The project also left a lot of bored workers looking for something to do with that cash. Though gambling had been as common in Las Vegas during Prohibition as any other American city, it was officially legalized in Nevada on March 19, 1931. Combined with liberalized divorce laws — a "quickie" divorce could be had with just six weeks of residency — visitors looking to get unhitched stayed at "dude ranch" resorts that pre-dated the sprawling Strip hotels that would be built in the coming decades.

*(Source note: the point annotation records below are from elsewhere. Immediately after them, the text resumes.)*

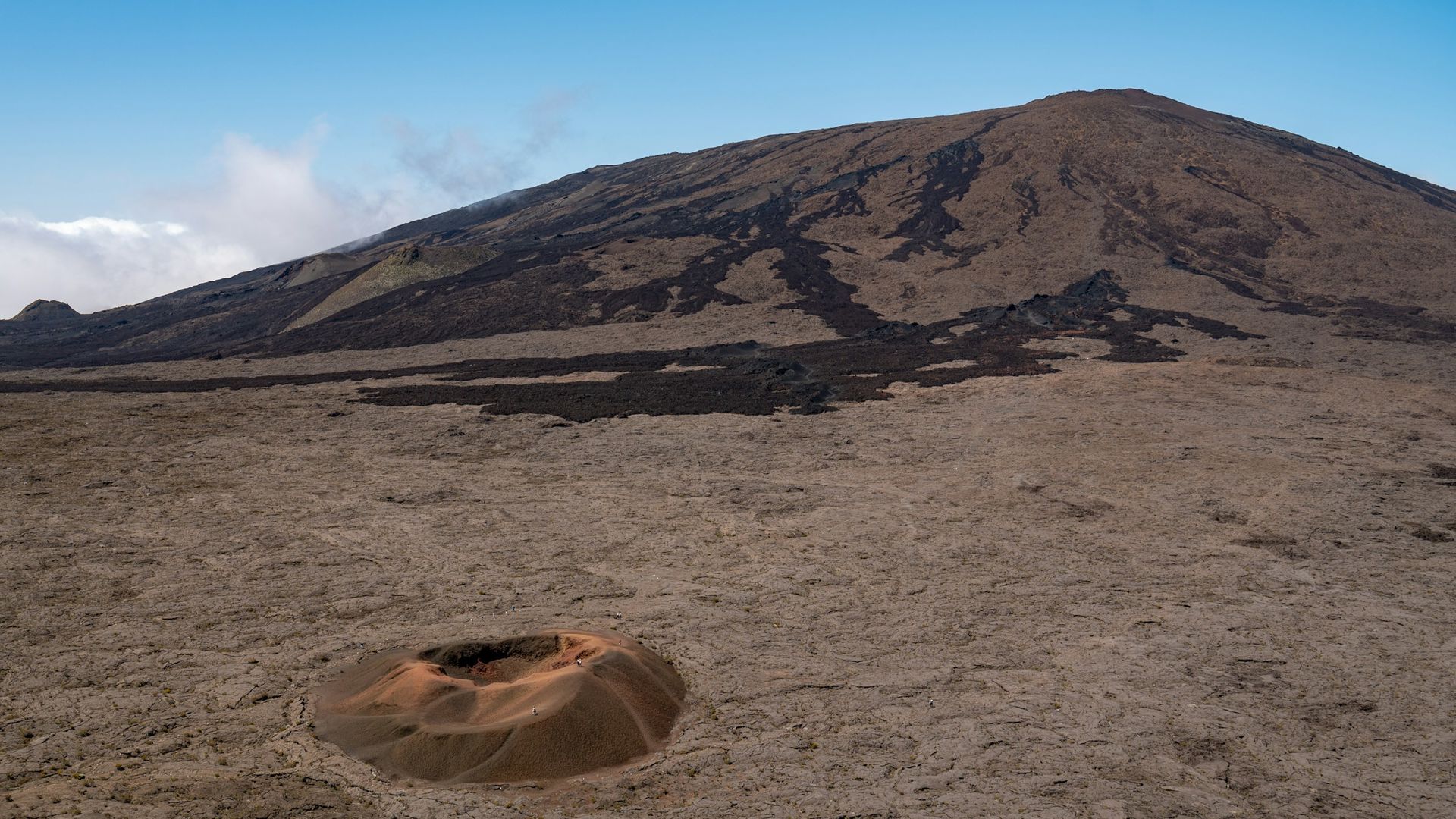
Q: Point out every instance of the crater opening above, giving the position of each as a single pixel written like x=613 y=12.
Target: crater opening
x=538 y=707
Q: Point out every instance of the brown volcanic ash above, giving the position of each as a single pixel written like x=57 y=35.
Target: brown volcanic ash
x=913 y=221
x=541 y=707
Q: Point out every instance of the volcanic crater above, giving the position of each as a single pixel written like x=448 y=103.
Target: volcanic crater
x=525 y=708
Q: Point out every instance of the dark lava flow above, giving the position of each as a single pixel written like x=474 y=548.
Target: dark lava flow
x=755 y=379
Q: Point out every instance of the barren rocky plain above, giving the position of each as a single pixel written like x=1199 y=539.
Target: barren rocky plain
x=1172 y=539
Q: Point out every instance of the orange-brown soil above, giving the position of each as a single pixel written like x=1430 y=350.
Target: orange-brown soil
x=541 y=707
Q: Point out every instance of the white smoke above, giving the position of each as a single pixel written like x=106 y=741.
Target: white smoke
x=261 y=206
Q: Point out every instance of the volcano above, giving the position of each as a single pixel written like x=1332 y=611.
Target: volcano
x=845 y=231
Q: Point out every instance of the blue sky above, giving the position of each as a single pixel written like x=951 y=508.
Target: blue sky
x=150 y=114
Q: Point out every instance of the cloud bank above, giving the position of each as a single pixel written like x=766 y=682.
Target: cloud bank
x=261 y=206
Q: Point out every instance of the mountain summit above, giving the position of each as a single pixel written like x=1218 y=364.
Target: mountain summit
x=851 y=229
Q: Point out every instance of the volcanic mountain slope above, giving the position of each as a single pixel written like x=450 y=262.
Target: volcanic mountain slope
x=915 y=221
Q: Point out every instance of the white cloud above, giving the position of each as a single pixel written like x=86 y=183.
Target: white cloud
x=261 y=206
x=99 y=262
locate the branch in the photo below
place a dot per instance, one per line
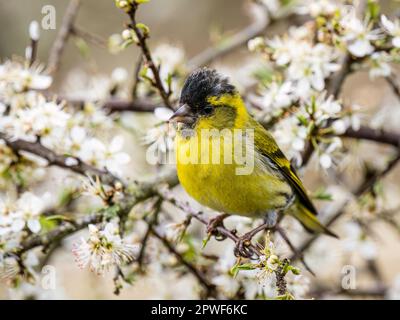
(376, 135)
(142, 43)
(141, 192)
(210, 288)
(58, 160)
(395, 87)
(89, 37)
(62, 36)
(363, 188)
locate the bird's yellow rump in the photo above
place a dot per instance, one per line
(228, 162)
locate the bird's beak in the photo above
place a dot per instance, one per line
(184, 114)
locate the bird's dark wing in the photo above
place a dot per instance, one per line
(267, 146)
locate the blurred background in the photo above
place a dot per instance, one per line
(193, 25)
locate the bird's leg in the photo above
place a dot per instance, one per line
(214, 223)
(242, 245)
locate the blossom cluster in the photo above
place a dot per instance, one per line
(296, 90)
(28, 115)
(103, 249)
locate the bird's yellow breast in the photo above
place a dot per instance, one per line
(218, 185)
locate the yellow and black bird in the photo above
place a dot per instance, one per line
(209, 102)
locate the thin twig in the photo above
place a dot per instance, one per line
(62, 36)
(142, 43)
(210, 288)
(68, 162)
(259, 24)
(136, 78)
(89, 37)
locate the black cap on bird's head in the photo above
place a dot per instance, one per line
(199, 86)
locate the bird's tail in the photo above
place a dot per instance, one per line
(309, 221)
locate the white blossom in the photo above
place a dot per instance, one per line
(276, 96)
(357, 242)
(393, 29)
(103, 249)
(358, 35)
(380, 66)
(393, 292)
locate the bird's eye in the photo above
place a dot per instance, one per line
(208, 109)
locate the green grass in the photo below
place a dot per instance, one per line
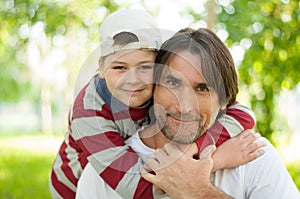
(25, 164)
(294, 170)
(24, 172)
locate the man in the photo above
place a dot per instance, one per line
(197, 60)
(195, 82)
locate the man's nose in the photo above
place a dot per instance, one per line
(187, 101)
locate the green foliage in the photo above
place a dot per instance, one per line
(295, 173)
(56, 18)
(271, 64)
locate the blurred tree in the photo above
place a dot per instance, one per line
(268, 32)
(41, 41)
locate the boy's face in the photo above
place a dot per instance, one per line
(129, 76)
(185, 107)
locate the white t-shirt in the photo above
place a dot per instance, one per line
(263, 178)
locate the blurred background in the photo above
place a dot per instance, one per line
(44, 43)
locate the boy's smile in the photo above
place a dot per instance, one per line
(129, 76)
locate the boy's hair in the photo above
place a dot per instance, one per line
(128, 29)
(217, 64)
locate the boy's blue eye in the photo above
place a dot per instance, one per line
(119, 67)
(172, 83)
(202, 88)
(145, 67)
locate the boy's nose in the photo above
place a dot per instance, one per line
(132, 77)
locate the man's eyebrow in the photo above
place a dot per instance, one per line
(172, 77)
(202, 84)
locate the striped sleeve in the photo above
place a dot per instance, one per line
(96, 132)
(236, 119)
(117, 164)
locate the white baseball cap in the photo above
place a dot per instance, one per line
(137, 22)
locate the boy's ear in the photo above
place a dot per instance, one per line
(100, 67)
(223, 106)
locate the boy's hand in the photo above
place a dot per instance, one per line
(238, 150)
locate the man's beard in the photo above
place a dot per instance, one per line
(180, 133)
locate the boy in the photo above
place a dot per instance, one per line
(114, 105)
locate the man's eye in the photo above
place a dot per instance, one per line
(203, 89)
(145, 67)
(172, 83)
(119, 68)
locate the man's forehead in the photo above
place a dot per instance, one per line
(185, 66)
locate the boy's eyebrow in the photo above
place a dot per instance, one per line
(126, 63)
(172, 77)
(204, 84)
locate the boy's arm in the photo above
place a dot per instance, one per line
(116, 163)
(239, 150)
(236, 119)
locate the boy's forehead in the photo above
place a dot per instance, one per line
(128, 55)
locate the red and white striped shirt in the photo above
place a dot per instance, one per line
(98, 128)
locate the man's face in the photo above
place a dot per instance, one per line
(185, 107)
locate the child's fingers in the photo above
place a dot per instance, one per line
(255, 145)
(251, 137)
(255, 154)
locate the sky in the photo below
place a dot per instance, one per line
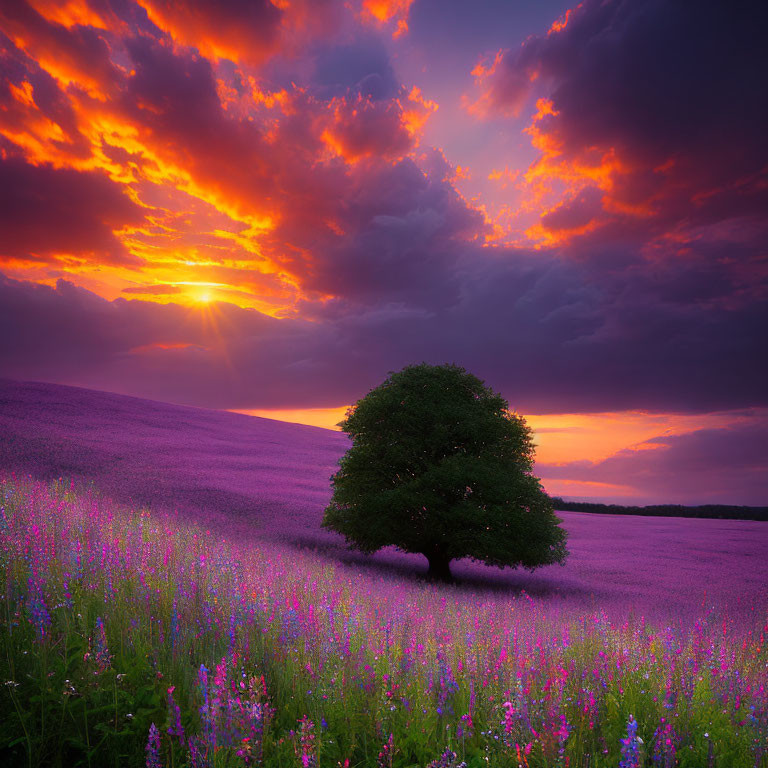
(268, 206)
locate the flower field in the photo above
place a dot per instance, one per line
(134, 638)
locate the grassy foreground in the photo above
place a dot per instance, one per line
(131, 639)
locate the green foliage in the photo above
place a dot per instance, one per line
(441, 467)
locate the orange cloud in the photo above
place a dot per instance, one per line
(240, 30)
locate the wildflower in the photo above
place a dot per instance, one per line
(174, 716)
(630, 747)
(447, 760)
(387, 754)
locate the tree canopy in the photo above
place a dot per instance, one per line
(440, 466)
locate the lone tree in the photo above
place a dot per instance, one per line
(440, 466)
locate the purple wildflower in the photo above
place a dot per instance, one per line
(153, 748)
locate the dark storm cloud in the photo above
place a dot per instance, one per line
(706, 466)
(46, 211)
(543, 334)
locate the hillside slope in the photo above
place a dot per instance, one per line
(260, 478)
(141, 452)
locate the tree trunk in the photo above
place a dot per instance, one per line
(439, 566)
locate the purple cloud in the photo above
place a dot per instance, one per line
(707, 466)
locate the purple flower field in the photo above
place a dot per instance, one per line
(269, 481)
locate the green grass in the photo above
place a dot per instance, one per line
(320, 665)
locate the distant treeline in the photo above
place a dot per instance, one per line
(722, 511)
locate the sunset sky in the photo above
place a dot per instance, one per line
(267, 206)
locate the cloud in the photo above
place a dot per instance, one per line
(545, 335)
(242, 30)
(705, 466)
(49, 214)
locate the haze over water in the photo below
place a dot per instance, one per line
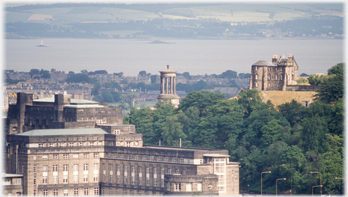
(193, 56)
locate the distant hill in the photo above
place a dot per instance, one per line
(228, 20)
(280, 97)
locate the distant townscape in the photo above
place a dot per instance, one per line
(128, 91)
(194, 21)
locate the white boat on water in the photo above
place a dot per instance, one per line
(41, 44)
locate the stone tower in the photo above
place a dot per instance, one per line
(168, 89)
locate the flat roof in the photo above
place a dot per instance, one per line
(179, 148)
(76, 101)
(84, 106)
(50, 132)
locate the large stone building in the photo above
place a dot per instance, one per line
(277, 75)
(168, 87)
(71, 147)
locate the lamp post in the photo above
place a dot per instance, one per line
(316, 186)
(321, 193)
(290, 177)
(248, 173)
(277, 184)
(261, 178)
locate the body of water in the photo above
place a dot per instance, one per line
(193, 56)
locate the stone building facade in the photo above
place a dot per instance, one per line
(72, 147)
(58, 112)
(168, 87)
(277, 75)
(89, 162)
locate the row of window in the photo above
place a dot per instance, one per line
(66, 156)
(270, 77)
(86, 192)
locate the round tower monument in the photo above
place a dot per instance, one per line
(168, 89)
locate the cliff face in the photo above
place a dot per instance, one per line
(280, 97)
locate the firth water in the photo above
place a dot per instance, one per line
(193, 56)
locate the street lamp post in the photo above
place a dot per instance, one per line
(248, 173)
(277, 184)
(290, 177)
(316, 186)
(261, 178)
(321, 193)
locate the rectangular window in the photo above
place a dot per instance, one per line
(154, 171)
(85, 167)
(95, 172)
(162, 177)
(177, 187)
(76, 173)
(132, 175)
(65, 173)
(96, 191)
(125, 175)
(188, 187)
(147, 176)
(104, 172)
(118, 174)
(140, 175)
(110, 173)
(76, 191)
(96, 155)
(199, 187)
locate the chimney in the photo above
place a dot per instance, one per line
(274, 60)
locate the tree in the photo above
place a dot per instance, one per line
(314, 79)
(34, 72)
(120, 74)
(186, 75)
(271, 132)
(293, 112)
(142, 73)
(107, 97)
(331, 87)
(313, 134)
(172, 132)
(228, 74)
(201, 100)
(153, 79)
(143, 121)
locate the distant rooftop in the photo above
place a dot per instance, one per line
(262, 63)
(48, 132)
(76, 101)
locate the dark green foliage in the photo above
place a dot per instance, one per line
(258, 136)
(228, 74)
(34, 72)
(201, 100)
(98, 72)
(314, 79)
(142, 73)
(78, 78)
(331, 87)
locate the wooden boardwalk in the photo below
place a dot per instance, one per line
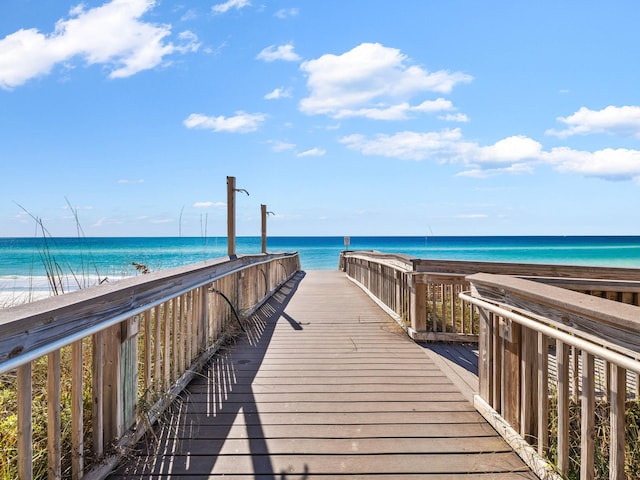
(324, 385)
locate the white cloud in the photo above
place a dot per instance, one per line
(509, 150)
(286, 12)
(609, 164)
(278, 93)
(407, 145)
(282, 146)
(209, 205)
(454, 117)
(111, 34)
(242, 122)
(373, 81)
(623, 121)
(473, 215)
(282, 52)
(512, 155)
(486, 172)
(228, 5)
(399, 111)
(314, 152)
(125, 181)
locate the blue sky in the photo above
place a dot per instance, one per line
(417, 117)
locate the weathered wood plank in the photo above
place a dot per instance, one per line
(325, 386)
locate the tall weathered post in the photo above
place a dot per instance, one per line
(231, 215)
(264, 213)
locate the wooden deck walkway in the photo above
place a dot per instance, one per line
(324, 385)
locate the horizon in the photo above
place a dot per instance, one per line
(362, 118)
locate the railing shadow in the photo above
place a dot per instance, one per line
(205, 426)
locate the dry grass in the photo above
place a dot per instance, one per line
(601, 453)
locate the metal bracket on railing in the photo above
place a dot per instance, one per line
(233, 309)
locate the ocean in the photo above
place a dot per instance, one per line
(23, 260)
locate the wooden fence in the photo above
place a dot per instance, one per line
(558, 346)
(116, 355)
(424, 295)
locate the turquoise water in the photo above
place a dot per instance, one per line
(22, 260)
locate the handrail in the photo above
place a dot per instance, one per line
(596, 354)
(423, 294)
(601, 351)
(13, 361)
(145, 333)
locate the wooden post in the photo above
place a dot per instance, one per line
(231, 215)
(25, 422)
(587, 418)
(263, 214)
(618, 396)
(418, 309)
(511, 335)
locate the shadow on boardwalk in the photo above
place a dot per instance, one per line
(329, 388)
(190, 436)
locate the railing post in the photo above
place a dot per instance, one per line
(418, 307)
(485, 358)
(511, 335)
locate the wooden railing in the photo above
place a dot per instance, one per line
(550, 357)
(114, 356)
(558, 345)
(423, 295)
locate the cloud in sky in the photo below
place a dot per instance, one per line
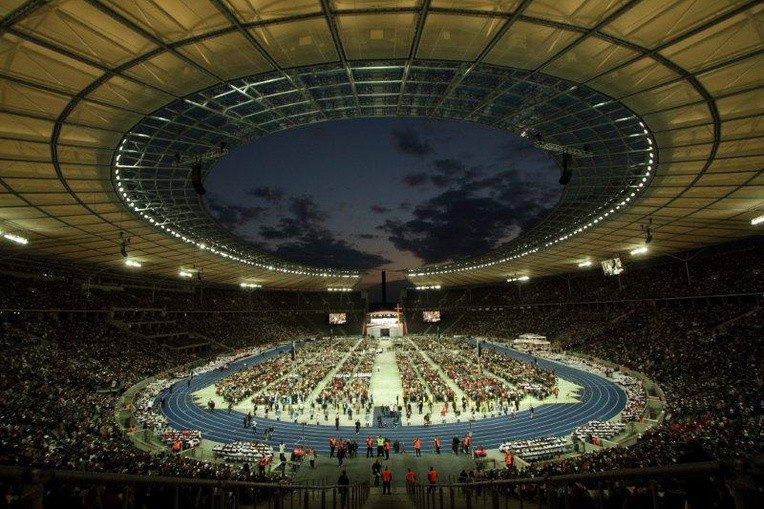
(392, 193)
(379, 209)
(475, 214)
(233, 216)
(269, 194)
(298, 234)
(407, 141)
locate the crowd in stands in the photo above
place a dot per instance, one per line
(538, 448)
(710, 274)
(239, 451)
(237, 330)
(594, 431)
(58, 402)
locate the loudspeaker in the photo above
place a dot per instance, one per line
(196, 178)
(567, 174)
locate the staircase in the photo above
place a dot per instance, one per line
(398, 499)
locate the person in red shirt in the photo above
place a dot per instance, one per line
(387, 477)
(410, 480)
(332, 446)
(466, 443)
(418, 447)
(432, 478)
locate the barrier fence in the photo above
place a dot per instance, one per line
(33, 488)
(566, 491)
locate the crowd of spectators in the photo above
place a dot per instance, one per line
(58, 403)
(709, 274)
(537, 448)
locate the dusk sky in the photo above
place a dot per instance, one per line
(382, 194)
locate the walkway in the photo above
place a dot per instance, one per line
(385, 382)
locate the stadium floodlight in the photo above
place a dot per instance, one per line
(15, 238)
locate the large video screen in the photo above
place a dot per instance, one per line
(430, 316)
(612, 267)
(338, 318)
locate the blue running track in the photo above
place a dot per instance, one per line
(600, 398)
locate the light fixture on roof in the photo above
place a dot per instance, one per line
(648, 230)
(124, 241)
(16, 238)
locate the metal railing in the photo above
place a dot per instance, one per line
(50, 488)
(561, 491)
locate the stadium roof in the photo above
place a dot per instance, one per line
(107, 106)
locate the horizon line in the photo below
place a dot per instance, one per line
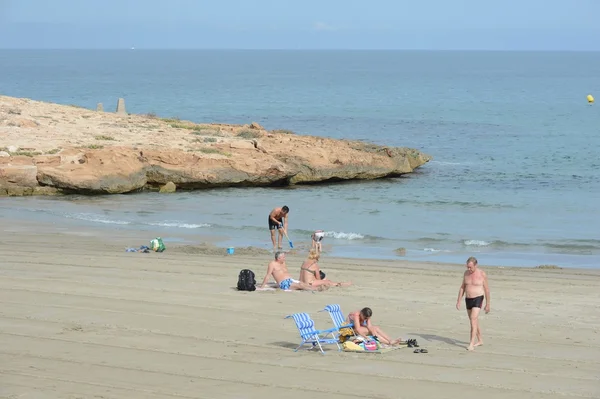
(133, 48)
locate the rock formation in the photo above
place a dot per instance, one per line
(74, 150)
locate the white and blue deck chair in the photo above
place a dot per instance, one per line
(306, 327)
(339, 321)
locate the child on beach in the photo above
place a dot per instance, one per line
(317, 237)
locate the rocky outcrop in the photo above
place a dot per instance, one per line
(106, 153)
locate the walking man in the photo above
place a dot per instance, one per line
(475, 287)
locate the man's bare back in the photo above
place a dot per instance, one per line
(280, 271)
(474, 283)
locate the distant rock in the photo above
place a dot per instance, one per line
(168, 188)
(70, 152)
(121, 107)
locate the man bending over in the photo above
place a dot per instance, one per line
(278, 220)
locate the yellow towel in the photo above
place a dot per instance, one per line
(351, 346)
(345, 333)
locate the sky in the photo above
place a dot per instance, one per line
(301, 24)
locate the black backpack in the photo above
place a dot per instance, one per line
(246, 281)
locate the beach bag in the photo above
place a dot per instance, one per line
(370, 345)
(157, 245)
(246, 281)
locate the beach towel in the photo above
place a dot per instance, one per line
(157, 245)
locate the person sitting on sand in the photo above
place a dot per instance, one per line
(278, 269)
(361, 320)
(316, 238)
(310, 273)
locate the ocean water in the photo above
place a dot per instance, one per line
(515, 178)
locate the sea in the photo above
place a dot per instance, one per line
(514, 179)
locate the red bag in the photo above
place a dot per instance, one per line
(370, 345)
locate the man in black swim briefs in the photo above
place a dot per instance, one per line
(475, 287)
(278, 219)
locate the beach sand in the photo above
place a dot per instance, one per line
(81, 318)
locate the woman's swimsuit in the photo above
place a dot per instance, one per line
(287, 283)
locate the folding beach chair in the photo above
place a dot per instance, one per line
(339, 321)
(306, 327)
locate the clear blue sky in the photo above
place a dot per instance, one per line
(302, 24)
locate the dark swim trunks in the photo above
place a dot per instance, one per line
(272, 225)
(474, 302)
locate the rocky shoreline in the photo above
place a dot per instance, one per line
(50, 149)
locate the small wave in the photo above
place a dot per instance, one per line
(344, 236)
(180, 225)
(461, 204)
(476, 243)
(90, 217)
(426, 240)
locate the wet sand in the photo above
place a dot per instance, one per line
(81, 318)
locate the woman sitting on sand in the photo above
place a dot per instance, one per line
(361, 321)
(312, 275)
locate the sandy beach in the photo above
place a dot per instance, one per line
(81, 318)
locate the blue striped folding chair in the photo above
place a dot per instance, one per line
(339, 321)
(306, 327)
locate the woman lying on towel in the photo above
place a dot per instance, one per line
(362, 325)
(311, 274)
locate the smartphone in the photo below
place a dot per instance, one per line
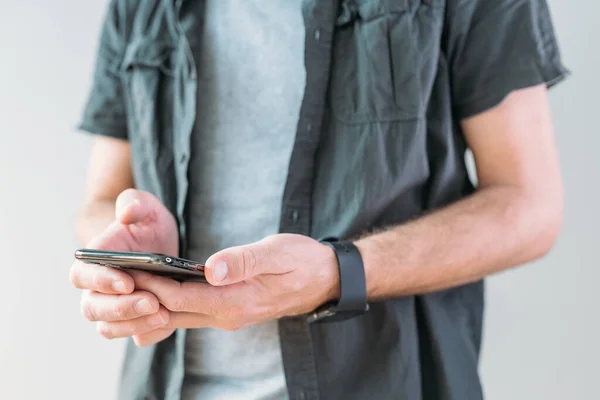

With the Hoover Dam completed in 1936, the flow of public dollars began to dry up. Once again, Mother Nature played a hand in the city’s fortunes. The largely uninhabited surrounding land made southern Nevada an ideal location for a military base. On Jan. 25, 1941, the U.S. Army Air Corps set up a gunnery school for aviators. Nellis Air Force Base and its restricted ranges now cover more than 5,000 square miles — an area bigger than Connecticut. The Cold War also brought with it the creation of the nearby Nevada Test Site (about the size of Rhode Island) where nearly 1,000 atomic bombs would be detonated over the next four decades. Those defense dollars helped tide the city over through what might have been something of a cold streak. But the end of World War II meant the city would have to adapt to a peacetime economy.

“Then in 1945, down the road comes a little red sports car with a beat-up looking mug in a checked sports jacket and really hard eyes,” said Rothman. “And if you called him Bugsy, you might not live. People who knew him well called him Ben.”